Learn more about the benefits you can expect when your team and customers have high quality user manuals at their fingertips:

  • Simplified customer and team onboarding and less friction when they’re learning about your product or processes for the first time.
  • More customer self service, less confusion, fewer support requests, and increased customer satisfaction.
  • Empowered sales reps who can quickly walk through features and refresh their memories on the job.
  • More productive support teams who can easily share resources with customers (rather than screen sharing or typing out steps for each request). 
  • Increased efficiency with internal teams who can quickly troubleshoot issues on their own and without interrupting others.
  • Standardized usage to avoid safety, security, or privacy issues as a result of misuse.
  • Surfaced tips and tricks that will help all users use products to their full potential.
  • Fewer meetings, one-off-questions, and screen share requests that take everyone out of the flow of work.

Types of user manuals

User manuals are for—you guessed it—users. Lots of guides can fall under this category, including training and product manuals. Others may go by a different name but essentially mean the same thing (like user guides or user instructions).

Below are a few common examples of user manuals:

  • Product manuals (sometimes called instruction manuals) include instructions for using different product features. These can be synonymous with user guides, but product manuals are generally associated with physical products while user guides are for non-physical products (like software).
  • Service manuals include instructions geared towards maintenance, repairs, and troubleshooting common issues with products. They’re most commonly used for physical products (like cars).
  • Training manuals include instructions for different tasks for a specific job.
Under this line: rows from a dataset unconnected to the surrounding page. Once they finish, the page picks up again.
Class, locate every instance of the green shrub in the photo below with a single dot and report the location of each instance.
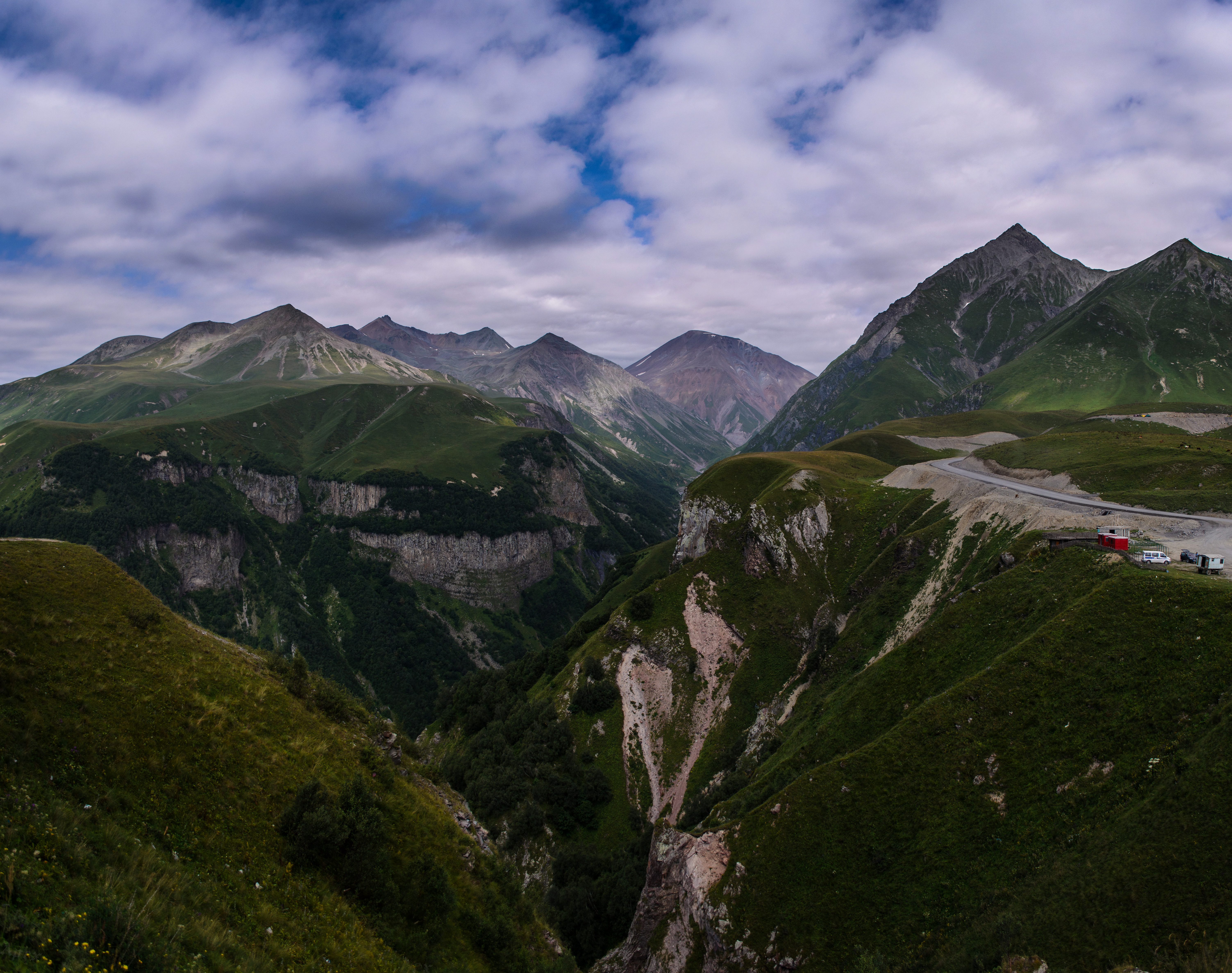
(596, 698)
(336, 702)
(641, 608)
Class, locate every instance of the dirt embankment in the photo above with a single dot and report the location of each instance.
(1043, 478)
(966, 444)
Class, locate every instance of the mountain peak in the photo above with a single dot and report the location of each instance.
(730, 385)
(1024, 238)
(116, 349)
(555, 342)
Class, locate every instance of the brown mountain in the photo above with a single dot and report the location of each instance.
(731, 385)
(116, 349)
(446, 353)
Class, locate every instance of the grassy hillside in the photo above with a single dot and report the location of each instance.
(1151, 333)
(1131, 464)
(148, 768)
(454, 462)
(980, 421)
(1039, 772)
(888, 449)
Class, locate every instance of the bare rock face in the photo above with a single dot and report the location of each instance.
(347, 499)
(275, 497)
(491, 572)
(767, 550)
(694, 536)
(204, 561)
(161, 468)
(562, 492)
(116, 349)
(679, 875)
(545, 417)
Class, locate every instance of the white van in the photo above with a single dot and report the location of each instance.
(1210, 565)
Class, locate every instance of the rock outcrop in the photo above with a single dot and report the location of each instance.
(347, 499)
(561, 492)
(161, 468)
(679, 876)
(767, 550)
(647, 679)
(204, 561)
(275, 497)
(698, 520)
(491, 572)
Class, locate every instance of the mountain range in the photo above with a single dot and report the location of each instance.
(1014, 326)
(731, 385)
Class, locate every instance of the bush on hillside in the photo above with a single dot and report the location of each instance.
(641, 608)
(348, 838)
(596, 698)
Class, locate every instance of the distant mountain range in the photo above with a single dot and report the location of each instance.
(731, 385)
(228, 365)
(1014, 326)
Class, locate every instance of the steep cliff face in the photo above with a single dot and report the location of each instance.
(731, 385)
(161, 468)
(491, 572)
(674, 921)
(700, 519)
(790, 574)
(204, 561)
(347, 499)
(561, 490)
(275, 497)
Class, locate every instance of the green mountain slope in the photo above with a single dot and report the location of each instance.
(601, 398)
(395, 536)
(148, 767)
(1155, 332)
(964, 322)
(255, 360)
(878, 732)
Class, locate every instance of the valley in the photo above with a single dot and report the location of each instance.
(379, 648)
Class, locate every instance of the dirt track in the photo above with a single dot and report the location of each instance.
(1039, 508)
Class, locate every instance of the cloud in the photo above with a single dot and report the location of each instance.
(614, 173)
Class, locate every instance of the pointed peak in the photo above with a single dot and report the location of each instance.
(555, 342)
(1019, 234)
(285, 316)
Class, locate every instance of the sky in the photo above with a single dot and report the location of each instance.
(615, 173)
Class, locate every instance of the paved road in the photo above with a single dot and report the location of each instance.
(1066, 498)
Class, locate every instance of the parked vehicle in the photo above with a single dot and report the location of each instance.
(1210, 565)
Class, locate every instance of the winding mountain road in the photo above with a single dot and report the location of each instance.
(1215, 539)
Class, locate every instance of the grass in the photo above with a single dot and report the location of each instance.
(146, 767)
(888, 449)
(1140, 466)
(980, 421)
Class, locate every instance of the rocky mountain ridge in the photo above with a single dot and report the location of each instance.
(601, 397)
(1014, 326)
(731, 385)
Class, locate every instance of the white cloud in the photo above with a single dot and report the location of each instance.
(804, 168)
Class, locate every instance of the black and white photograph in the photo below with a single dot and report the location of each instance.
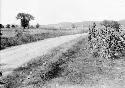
(62, 43)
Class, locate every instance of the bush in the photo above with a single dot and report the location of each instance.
(8, 26)
(107, 39)
(1, 26)
(37, 25)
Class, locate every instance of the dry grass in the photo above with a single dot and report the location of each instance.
(72, 66)
(14, 37)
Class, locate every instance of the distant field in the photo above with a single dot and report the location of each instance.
(12, 37)
(11, 32)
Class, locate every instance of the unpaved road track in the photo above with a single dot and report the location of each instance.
(18, 55)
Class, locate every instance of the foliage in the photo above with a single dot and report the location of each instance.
(1, 26)
(13, 26)
(37, 25)
(25, 18)
(107, 39)
(8, 26)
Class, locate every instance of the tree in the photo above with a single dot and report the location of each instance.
(73, 26)
(111, 24)
(13, 26)
(25, 18)
(1, 26)
(37, 25)
(8, 26)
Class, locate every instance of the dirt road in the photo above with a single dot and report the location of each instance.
(16, 56)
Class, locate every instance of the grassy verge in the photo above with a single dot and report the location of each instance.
(74, 65)
(14, 37)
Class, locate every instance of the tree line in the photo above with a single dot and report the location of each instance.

A training manual can include instructions for using software and other products needed to perform their job.
  • Operation manuals cover instructions for day-to-day tasks a person would complete at their job. Although they can be similar to training manuals, operation manuals are focused on helping people on the job (rather than training them on new topics for the first time).

Real-life examples of user manuals

It’s one thing to talk about great user manuals, and it’s another to create one. Luckily, we rounded up a couple user manual examples you can use for inspiration.

Our Team Workspaces guide covers lots of topics to help people collaborate in shared Workspaces. We answer common questions for topics like managing users and working between different Workspaces.

screenshot of Tango’s help page on team Workspaces

Notion’s Reference section of their Help Center makes it easy for users to find the help they need for their different features. If people want more in-depth resources, they can go to their Learn section for more built-out guides or check out Notion Academy.

screenshot of Notion’s reference section

The bottom line

What does your team’s workday look like without a great user manual—especially if they’re in Customer Support or IT? A whirlwind of customer support tickets, a very sad desk lunch, and too many screen share requests from new hires to count. But with user manuals? Fewer interruptions and more time to (finally) get stuff done.

Wish it were easy to speed up (and level up) all of your process documentation? It can be.

Tools like Tango take care of the tedious parts (read: screenshotting and formatting) so you can get to the valuable parts (read: unblocking customers and teammates). 

When everyone has what they need to succeed, it’s a lot easier to hit your goals, help others hit theirs, and feel accomplished every day. 💃


What is the difference between a user guide and a user manual?

A user guide and a user manual are different names for the same thing. People may also call them instruction manuals or product manuals.